Pembacaan vonis dimulai dengan terdakwa Budi. Hakim memutuskan untuk menghukum Budi dengan pidana penjara selama 3 tahun dan denda sebesar Rp 100 juta, dengan ketentuan apabila denda tersebut tidak dibayarkan, maka akan diganti dengan pidana kurungan selama 2 bulan.
"Menjatuhkan pidana kepada Terdakwa dengan pidana penjara selama 3 tahun dan denda sejumlah Rp 100 juta, dengan ketentuan apabila denda tersebut tidak dibayar, akan diganti dengan pidana kurungan selama 2 bulan," demikian pernyataan ketua majelis hakim Syofia Marlianti Tambunan.
Hakim menyatakan bahwa Budi terbukti melanggar Pasal 3 juncto Pasal 16 UU Tipikor juncto Pasal 55 ayat 1 ke-1 KUHP.
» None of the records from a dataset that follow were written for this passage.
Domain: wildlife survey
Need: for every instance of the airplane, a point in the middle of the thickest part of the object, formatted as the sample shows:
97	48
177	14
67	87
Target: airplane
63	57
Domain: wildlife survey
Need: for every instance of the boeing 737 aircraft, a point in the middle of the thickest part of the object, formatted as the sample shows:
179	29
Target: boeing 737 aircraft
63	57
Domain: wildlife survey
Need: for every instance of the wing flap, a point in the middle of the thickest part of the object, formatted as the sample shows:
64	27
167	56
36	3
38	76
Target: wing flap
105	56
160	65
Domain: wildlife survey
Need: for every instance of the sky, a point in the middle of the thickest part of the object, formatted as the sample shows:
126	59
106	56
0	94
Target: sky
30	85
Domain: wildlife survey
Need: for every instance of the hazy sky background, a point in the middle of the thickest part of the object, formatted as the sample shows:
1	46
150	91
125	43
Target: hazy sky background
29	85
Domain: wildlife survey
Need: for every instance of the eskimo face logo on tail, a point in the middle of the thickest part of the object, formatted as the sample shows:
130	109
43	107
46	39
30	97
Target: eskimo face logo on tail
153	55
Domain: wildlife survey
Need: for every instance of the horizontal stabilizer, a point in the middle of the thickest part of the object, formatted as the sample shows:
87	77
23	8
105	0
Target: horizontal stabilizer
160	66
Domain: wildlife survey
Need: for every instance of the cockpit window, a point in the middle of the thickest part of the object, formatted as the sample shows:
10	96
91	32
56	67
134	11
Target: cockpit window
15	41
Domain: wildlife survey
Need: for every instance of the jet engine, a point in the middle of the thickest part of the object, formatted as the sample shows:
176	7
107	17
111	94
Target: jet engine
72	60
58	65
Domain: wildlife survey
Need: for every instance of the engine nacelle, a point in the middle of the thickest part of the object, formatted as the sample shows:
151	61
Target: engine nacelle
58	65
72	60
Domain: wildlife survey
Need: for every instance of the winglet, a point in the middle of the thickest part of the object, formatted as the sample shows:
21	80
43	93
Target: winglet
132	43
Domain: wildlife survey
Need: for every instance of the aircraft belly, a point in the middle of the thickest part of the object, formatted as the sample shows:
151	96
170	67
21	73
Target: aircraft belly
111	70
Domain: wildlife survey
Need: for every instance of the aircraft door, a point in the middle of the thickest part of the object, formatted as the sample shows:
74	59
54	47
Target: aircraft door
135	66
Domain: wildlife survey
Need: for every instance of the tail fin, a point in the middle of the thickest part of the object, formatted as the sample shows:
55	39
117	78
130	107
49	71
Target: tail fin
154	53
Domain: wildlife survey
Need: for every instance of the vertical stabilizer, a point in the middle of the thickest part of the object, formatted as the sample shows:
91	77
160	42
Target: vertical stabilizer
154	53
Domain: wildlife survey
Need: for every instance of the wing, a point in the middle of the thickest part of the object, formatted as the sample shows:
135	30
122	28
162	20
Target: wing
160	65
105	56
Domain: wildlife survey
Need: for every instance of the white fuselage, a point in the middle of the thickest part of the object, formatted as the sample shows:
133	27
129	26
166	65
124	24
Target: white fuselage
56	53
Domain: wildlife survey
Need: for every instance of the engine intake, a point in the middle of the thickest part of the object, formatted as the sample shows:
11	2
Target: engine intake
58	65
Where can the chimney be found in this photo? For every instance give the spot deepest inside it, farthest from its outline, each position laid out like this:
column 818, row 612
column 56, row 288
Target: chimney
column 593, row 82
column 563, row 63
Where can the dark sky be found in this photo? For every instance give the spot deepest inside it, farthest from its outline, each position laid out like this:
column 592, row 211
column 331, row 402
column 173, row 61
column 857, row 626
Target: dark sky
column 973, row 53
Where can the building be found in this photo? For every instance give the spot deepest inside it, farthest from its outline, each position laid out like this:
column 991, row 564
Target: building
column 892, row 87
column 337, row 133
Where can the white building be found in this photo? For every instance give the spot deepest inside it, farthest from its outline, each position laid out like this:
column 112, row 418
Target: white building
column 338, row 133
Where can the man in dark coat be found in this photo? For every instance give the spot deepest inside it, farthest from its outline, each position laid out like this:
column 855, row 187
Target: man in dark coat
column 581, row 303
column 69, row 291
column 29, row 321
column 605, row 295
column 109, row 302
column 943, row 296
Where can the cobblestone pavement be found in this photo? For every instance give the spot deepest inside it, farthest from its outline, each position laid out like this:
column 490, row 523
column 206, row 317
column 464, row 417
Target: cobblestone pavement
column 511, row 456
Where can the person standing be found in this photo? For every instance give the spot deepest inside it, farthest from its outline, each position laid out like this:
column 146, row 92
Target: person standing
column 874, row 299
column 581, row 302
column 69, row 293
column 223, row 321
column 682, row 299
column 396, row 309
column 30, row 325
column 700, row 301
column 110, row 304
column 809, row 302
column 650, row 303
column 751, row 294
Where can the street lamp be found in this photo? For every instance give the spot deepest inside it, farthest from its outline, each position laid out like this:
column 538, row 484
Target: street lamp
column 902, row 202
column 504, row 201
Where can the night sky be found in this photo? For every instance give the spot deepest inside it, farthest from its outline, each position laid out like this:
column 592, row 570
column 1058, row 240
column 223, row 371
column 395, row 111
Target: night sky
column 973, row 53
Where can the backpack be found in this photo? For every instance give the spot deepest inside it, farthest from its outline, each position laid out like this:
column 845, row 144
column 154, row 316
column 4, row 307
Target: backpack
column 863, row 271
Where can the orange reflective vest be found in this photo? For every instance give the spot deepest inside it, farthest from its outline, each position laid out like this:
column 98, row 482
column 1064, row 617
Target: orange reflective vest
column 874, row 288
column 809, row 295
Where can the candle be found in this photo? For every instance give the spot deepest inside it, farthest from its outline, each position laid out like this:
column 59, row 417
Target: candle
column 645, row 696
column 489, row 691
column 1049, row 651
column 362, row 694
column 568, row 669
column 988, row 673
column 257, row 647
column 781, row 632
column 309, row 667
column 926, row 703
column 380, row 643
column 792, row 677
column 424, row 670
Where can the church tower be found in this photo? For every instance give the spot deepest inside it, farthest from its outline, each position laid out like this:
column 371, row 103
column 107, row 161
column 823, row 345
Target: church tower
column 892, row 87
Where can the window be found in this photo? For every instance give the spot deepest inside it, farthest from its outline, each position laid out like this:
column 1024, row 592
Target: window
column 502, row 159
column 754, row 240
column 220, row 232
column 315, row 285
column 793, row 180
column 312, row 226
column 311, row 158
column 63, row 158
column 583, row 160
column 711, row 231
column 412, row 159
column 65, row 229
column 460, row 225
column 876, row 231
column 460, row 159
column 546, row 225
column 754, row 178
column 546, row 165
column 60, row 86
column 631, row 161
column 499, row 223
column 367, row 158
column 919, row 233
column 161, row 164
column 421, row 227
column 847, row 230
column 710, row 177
Sementara itu, Ahmad Taufik divonis dengan hukuman penjara selama 11 tahun dan denda sebesar Rp 1 miliar, dengan ketentuan apabila denda tersebut tidak dibayarkan, maka akan diganti dengan pidana kurungan selama 4 bulan. Hakim juga menghukum Taufik untuk membayar uang pengganti sebesar Rp 224,18 miliar, dengan ketentuan apabila tidak dibayarkan, maka akan diganti dengan pidana kurungan selama 4 tahun.
Selanjutnya, Satrio Wibowo divonis dengan hukuman penjara selama 11 tahun dan 6 bulan serta denda sebesar Rp 1 miliar, dengan ketentuan apabila denda tersebut tidak dibayarkan, maka akan diganti dengan pidana kurungan selama 4 bulan. Satrio juga dihukum untuk membayar uang pengganti sebesar Rp 59,98 miliar, dengan ketentuan apabila tidak dibayarkan, maka akan diganti dengan pidana kurungan selama 3 tahun.
Hakim menyatakan bahwa Taufik dan Satrio terbukti melanggar Pasal 2 ayat 1 juncto Pasal 18 UU Tipikor juncto Pasal 55 ayat 1 ke-1 KUHP.